Three years in the making, Fleeting was an installation of artworks in dialogue that explore and celebrate experiences that are fragile and ephemeral, that inspire perseverance, and that leave lasting emotional imprints. Each artwork has its own individual background and resonance within this overall theme. For example, the two-channel video Blue Tarp frames a tattered tarp blowing in the wind whose delicate undulation is inseparable from its time-worn deterioration; the sculpture Root renders a hydrangea root unearthed from a family garden in bronze, a medium with a long history of memorialization; and the large-scale photographic diptych Woman on the Rue Chapon presents glimpses into the life a woman living estranged but steadfast in a disarrayed Paris apartment. These and the other works in the exhibition were amplified by two vitrines placed just outside the gallery. Originally from the Field Museum, they were subtly returned to their didactic and natural history origins: one contained objects poetically tracing my influences and research for the exhibition; the other was completely filled with grasses from a regional prairie. The watercolor series Aftermath interweaves delicate mark-making and erasure in eccentric minimal compositions. Executed in 2017 during a residency in Tuscany, they accentuate an intense and intimate engagement with natural elements on the verge of decay and disappearance.

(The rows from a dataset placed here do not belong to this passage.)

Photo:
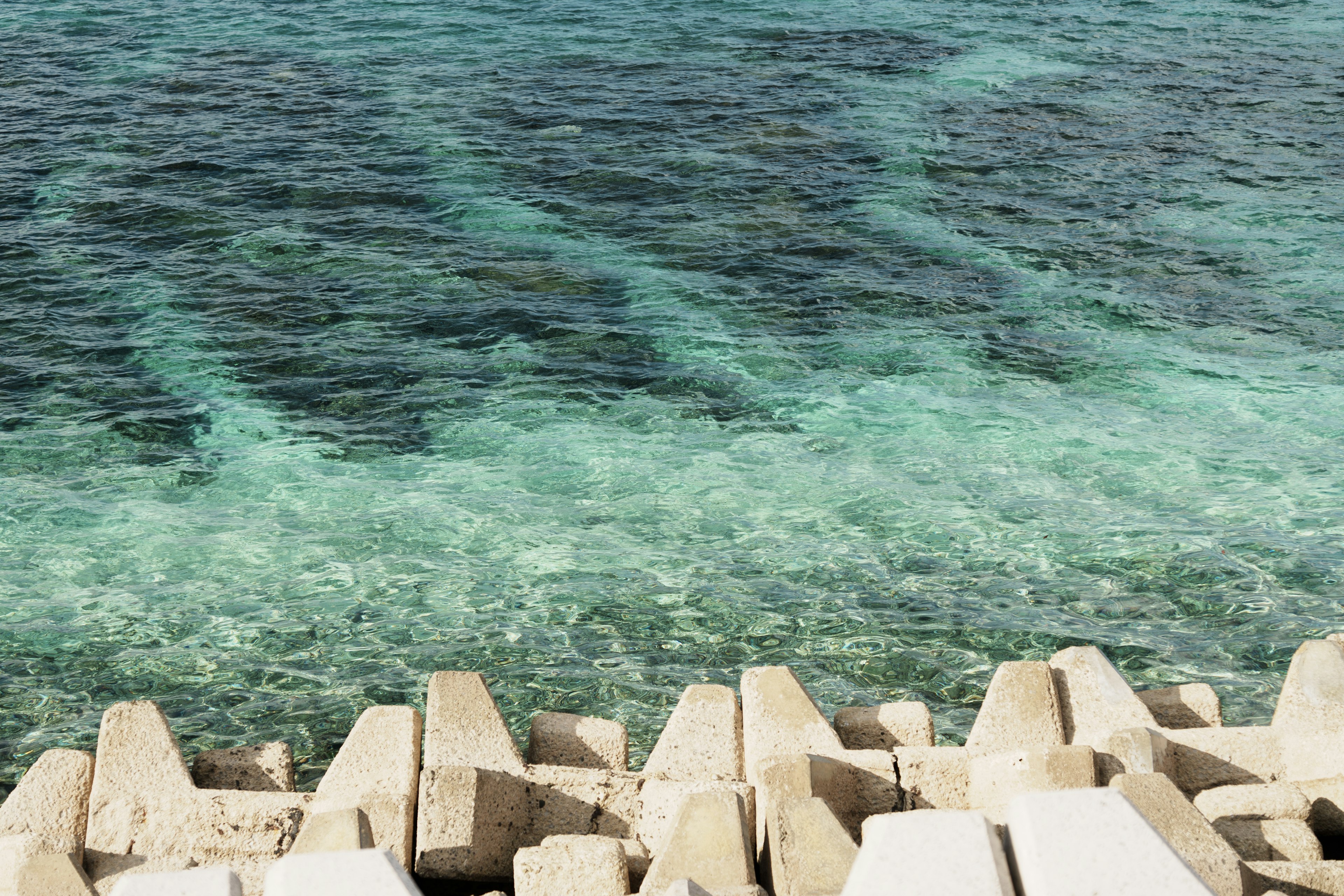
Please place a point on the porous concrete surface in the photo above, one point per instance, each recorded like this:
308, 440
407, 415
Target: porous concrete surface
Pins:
268, 766
890, 724
1194, 706
580, 742
1092, 841
1184, 830
1021, 710
572, 867
929, 851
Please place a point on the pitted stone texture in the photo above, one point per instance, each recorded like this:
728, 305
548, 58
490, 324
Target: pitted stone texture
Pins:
1270, 840
1195, 706
891, 724
710, 843
574, 867
1254, 801
197, 882
1094, 699
1092, 841
810, 852
580, 742
361, 872
1184, 830
48, 812
951, 854
1021, 710
268, 768
660, 801
464, 726
702, 739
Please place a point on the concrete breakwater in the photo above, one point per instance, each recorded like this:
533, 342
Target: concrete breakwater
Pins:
1069, 782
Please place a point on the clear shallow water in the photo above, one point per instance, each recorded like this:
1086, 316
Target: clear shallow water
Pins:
611, 347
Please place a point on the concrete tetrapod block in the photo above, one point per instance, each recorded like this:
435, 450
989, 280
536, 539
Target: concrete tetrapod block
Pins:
253, 768
197, 882
999, 778
1021, 710
1094, 699
334, 832
573, 867
710, 844
51, 875
1094, 843
1195, 706
702, 739
580, 742
951, 854
891, 724
1184, 830
811, 854
361, 872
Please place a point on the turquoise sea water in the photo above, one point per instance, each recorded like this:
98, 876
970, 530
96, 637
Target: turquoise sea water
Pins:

The exhibition was further extended with three musical events presented free to the public. Three women improvisers from Chicago presented solo concerts in the atrium of the Durand Art Institute that opens onto the galleries: vocalist Carol Genetti (September 11), taiko drummer Kioto Aoki (September 18), and cellist Katinka Kleijn (September 23). These performances took full advantage of the wooden atrium’s warm and reverberant acoustics, which -– like the exhibition -– gave material presence to an ephemeral experience.
A 68-page catalog accompanied the exhibition and is still available, with essays by Domietta Torlasco (Northwestern University), Linda Lappin (University of Rome), and Lou Mallozzi (School of the Art Institute of Chicago) designed by Chicago graphic designer Sam Silvio. The artist’s book version of Aftermath is also available.